Absence of 7-acetyl taxol binding to unassembled brain tubulin

• Published in: FEBS letters Vol. 227; no. 2; pp. 96 - 98
• Main Authors: Takoudju, Martin, Wright, Michel, Chenu, Jacques, Guéritte-Voegelein, Françoise, Guénard, Daniel
• Format: Journal Article
• Language: English
• Published: Amsterdam Elsevier B.V 25.01.1988; Elsevier
• Subjects: 7-acetyl taxol; Ac-taxol; Alkaloids - metabolism; Animals; Biological and medical sciences; brain; Brain - metabolism; Cell structures and functions; Cytoskeleton, cytoplasm. Intracellular movements; Dialysis; dimethyl sulfoxide; Equilibrium dialysis; Fundamental and applied biological sciences.
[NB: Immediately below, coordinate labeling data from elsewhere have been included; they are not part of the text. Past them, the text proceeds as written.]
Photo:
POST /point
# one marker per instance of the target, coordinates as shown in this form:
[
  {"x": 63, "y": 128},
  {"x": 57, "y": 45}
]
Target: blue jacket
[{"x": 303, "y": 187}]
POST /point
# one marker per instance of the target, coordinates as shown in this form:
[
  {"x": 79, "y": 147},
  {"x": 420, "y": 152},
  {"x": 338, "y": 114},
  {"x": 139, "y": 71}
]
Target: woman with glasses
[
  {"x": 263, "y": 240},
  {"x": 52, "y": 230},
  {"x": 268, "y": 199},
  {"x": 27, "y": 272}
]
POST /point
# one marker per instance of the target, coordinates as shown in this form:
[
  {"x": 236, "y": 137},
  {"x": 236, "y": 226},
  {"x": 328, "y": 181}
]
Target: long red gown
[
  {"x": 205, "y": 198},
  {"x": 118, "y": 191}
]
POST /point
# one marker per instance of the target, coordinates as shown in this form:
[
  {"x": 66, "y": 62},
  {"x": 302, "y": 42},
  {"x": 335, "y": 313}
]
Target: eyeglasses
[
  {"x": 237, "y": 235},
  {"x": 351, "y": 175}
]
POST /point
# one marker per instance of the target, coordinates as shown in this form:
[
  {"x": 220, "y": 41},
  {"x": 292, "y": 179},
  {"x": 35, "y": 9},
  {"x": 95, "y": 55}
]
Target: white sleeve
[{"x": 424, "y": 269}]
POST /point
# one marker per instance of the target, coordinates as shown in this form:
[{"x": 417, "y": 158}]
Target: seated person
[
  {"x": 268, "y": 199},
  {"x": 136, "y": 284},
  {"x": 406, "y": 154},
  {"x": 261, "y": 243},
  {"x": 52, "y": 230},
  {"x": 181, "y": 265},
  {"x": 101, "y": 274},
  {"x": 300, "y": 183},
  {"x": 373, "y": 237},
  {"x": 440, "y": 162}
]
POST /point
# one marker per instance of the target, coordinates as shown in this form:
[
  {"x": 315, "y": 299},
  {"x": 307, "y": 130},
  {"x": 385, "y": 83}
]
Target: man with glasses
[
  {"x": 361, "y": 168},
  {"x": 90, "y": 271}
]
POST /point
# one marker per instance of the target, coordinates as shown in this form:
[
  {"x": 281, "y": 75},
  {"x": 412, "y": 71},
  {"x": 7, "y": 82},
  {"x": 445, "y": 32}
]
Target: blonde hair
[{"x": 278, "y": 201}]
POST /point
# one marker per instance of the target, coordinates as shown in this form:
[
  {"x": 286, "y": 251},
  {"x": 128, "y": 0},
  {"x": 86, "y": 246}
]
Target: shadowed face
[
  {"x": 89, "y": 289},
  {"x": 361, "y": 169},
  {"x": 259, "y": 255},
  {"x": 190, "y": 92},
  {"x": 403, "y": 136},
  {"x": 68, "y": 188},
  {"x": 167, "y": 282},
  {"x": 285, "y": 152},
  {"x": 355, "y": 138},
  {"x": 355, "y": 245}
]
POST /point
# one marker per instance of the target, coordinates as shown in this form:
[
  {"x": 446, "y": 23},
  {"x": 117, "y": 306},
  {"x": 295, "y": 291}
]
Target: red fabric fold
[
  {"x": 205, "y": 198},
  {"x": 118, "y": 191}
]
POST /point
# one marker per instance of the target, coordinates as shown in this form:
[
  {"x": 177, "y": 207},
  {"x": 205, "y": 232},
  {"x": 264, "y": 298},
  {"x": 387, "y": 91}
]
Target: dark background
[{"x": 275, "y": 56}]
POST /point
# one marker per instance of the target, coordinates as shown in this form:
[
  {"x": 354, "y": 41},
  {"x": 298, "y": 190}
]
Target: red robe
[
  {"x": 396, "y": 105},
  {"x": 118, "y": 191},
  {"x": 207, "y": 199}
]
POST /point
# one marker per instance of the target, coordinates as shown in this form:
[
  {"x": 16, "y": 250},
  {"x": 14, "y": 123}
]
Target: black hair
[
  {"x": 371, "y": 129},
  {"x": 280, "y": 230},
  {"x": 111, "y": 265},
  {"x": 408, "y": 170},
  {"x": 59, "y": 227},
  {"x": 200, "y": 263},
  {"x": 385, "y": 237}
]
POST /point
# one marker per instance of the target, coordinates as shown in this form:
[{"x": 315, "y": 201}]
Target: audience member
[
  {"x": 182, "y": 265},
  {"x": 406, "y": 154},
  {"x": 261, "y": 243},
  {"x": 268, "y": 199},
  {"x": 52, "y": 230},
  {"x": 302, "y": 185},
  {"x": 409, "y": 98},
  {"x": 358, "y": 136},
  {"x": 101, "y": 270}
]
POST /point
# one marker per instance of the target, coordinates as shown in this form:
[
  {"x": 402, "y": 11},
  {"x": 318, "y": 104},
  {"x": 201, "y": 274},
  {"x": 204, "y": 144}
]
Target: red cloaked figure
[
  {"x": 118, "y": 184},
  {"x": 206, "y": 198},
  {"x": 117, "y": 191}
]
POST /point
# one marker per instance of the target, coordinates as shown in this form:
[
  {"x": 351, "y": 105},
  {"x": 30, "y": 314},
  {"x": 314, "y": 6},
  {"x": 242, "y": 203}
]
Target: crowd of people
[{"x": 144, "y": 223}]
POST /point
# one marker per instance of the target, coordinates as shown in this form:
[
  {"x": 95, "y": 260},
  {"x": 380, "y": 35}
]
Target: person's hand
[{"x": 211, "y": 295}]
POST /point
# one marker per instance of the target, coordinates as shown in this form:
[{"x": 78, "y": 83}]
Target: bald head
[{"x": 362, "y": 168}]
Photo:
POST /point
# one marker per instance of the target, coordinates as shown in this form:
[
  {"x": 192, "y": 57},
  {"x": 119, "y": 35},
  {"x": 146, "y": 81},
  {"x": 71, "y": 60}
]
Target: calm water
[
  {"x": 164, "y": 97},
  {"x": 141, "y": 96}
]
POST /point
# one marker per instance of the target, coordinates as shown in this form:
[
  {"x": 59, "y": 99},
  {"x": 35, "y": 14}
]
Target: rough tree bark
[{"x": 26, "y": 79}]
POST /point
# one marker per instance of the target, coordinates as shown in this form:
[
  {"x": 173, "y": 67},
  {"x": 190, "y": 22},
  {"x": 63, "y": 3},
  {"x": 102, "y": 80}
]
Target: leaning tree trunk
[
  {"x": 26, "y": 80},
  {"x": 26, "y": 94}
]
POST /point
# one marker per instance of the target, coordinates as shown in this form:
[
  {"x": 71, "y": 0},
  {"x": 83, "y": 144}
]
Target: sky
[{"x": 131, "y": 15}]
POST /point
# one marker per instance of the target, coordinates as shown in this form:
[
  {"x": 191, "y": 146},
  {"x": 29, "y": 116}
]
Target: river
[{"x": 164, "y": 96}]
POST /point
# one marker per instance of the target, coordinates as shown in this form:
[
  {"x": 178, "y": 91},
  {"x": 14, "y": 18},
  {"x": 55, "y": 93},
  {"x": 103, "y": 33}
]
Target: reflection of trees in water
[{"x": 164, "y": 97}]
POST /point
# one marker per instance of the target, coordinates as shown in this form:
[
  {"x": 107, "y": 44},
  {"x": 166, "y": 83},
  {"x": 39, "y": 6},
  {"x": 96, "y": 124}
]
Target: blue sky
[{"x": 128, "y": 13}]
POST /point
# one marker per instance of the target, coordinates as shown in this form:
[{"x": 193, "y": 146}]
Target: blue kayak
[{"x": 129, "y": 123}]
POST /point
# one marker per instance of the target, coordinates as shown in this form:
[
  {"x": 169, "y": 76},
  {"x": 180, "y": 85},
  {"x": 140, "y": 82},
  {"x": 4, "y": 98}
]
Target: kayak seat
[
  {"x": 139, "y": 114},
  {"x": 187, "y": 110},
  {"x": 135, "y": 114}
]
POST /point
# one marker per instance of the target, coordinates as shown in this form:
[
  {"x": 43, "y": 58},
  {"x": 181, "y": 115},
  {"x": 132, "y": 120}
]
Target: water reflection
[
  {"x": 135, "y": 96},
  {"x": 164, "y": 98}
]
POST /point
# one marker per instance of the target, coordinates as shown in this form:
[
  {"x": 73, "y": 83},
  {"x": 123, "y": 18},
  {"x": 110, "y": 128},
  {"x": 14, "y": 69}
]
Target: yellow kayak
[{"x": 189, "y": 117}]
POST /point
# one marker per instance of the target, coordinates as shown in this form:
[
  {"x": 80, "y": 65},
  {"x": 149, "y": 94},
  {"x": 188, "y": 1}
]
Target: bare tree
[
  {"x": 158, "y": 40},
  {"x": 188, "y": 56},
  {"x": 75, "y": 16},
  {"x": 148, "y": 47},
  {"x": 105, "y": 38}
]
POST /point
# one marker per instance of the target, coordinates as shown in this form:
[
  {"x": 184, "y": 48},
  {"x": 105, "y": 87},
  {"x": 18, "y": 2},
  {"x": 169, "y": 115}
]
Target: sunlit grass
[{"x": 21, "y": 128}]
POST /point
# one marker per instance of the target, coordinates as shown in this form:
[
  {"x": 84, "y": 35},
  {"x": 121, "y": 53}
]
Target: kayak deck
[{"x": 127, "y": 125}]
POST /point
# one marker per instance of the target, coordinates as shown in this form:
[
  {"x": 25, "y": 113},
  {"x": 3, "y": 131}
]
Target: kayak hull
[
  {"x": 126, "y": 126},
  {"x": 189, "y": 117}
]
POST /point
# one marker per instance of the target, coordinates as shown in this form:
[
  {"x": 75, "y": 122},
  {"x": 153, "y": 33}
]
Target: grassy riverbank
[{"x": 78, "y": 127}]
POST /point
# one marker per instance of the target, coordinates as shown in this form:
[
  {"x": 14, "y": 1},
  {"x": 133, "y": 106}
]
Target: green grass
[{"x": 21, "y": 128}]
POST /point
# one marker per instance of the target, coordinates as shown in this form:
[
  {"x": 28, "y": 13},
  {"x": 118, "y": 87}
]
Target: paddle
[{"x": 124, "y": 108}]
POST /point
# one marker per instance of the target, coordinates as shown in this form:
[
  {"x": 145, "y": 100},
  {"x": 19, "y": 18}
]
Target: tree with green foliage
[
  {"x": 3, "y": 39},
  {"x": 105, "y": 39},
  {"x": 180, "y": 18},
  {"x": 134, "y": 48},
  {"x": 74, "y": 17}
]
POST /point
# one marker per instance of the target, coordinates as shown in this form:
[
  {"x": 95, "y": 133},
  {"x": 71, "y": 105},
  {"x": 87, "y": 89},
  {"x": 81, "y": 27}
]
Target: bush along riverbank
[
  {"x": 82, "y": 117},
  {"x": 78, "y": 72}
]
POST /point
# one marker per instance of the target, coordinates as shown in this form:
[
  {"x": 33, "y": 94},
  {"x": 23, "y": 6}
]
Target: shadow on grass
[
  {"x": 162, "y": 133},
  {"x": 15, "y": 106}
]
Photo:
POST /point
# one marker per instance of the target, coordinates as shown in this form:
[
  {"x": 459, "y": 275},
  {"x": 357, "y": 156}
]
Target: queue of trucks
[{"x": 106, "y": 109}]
Psychology; Kinetics; Me2SO; Microtubule; Microtubules - metabolism; Molecular and cellular biology; Paclitaxel - analogs & derivatives; Protein Binding; Sheep; Taxoids; Taxol; Tritium; Tubulin; Tubulin - metabolism; Ac-taxol; Tubulin; Microtubule; Taxol; Me 2SO; Equilibrium dialysis; Vertebrata; Mammalia; Animal; Central nervous system; Cytoskeleton; Molecular interaction; Sheep; Artiodactyla; Ungulata
• ISSN: 0014-5793; 1873-3468
• DOI: 10.1016/0014-5793(88)80875-5

The effect of taxol on microtubule proteins at 0°C is controversial. In order to determine if taxol is unable to bind to unassembled tubulin, as has been hypothesized, the binding of [ 3H]acetyl taxol has been studied using equilibrium microdialysis. Ac-taxol bound to microtubules at 37°C and the binding remained stable when the temperature was lowered to 0°C. Ac-taxol bound also at 0°C to microtubules stabilized with rhazinilam. In contrast, there was no binding of Ac-taxol to unassembled tubulin, either free tubulin at 0°C or tubulin, complexed with several microtubule poisons, at 0 and 37°C.